The distinction between this group of products and the previous wireframing group may be subtle and overlapping, but in general these tools allow for pixel perfect renderings of the final product and include the ability to simulate complex interaction logic. Many also support starting with a low-fidelity version and evolving it, while others only work in a high fidelity mode. Prices in the group have the largest span, ranging from a low of $99 to an eye-popping $6,995.
One of the more popular tools in this group is Axure and which provides the most complete set of features for several stages of development and user testing among all of the products. Other popular tools are GUI Design Studio, iRise, and ForeUI.Another popular set of tools appearing in this group are the traditional website development tools, especially from Adobe. These include Dreamweaver, Fireworks, and Flash Catalyst.
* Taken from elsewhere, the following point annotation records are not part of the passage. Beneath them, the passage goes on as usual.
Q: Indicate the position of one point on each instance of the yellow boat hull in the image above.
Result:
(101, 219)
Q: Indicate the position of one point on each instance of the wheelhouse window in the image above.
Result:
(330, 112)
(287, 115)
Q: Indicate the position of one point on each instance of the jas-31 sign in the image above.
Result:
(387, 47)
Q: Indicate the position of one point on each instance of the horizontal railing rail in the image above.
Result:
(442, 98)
Figure 5 - Axure Example (from axure.com)
While the concept of a “quick” prototype may be a big exaggeration if you’re not familiar with the tools, Fireworks appears to have some good prototyping templates to get you started. Another option is Microsoft’s Expression Blend Sketchflow, specifically for creating wireframes.
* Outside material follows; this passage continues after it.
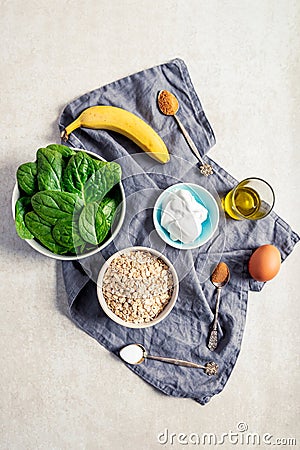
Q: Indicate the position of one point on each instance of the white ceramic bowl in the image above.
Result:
(165, 312)
(118, 221)
(203, 197)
There you have it. For the complete list of tools included in this article and many more, Go to this link . This is an image format of a spreadsheet. For a more readable version with hyperlinks to the companies, download the PDF attachment below. The list is not intended to be comprehensive, but gets you started.
With tools like these available - some for free - there’s no excuse for anyone not to be a UX designer. Just kidding. The point of providing some form of UI mockups is to increase the comprehension of the requirements you’re providing into the Development team. They also can be used to help sell your idea for new concepts. You should not expect that the mockups you provide are what will actually be delivered in the product, and especially for a new UI.
If you’re not yet using mockups to complement your other requirements, give it try. In the best case, the Developers will thank you and you’ll be able to validate your requirements before any code is written. In the worst case, you’ll step on someone’s toes or create some sort of commotion about how your company does user experience design. Maybe then you could justify hiring a real UX person to help drive better designs into your product and they can then use these tools.
The idea for this article originated from a LinkedIn group discussion asking “What tools are good for creating GUI design input by a non engineer?”. Nearly 80 responses were received over several months suggesting many of the tools you find here.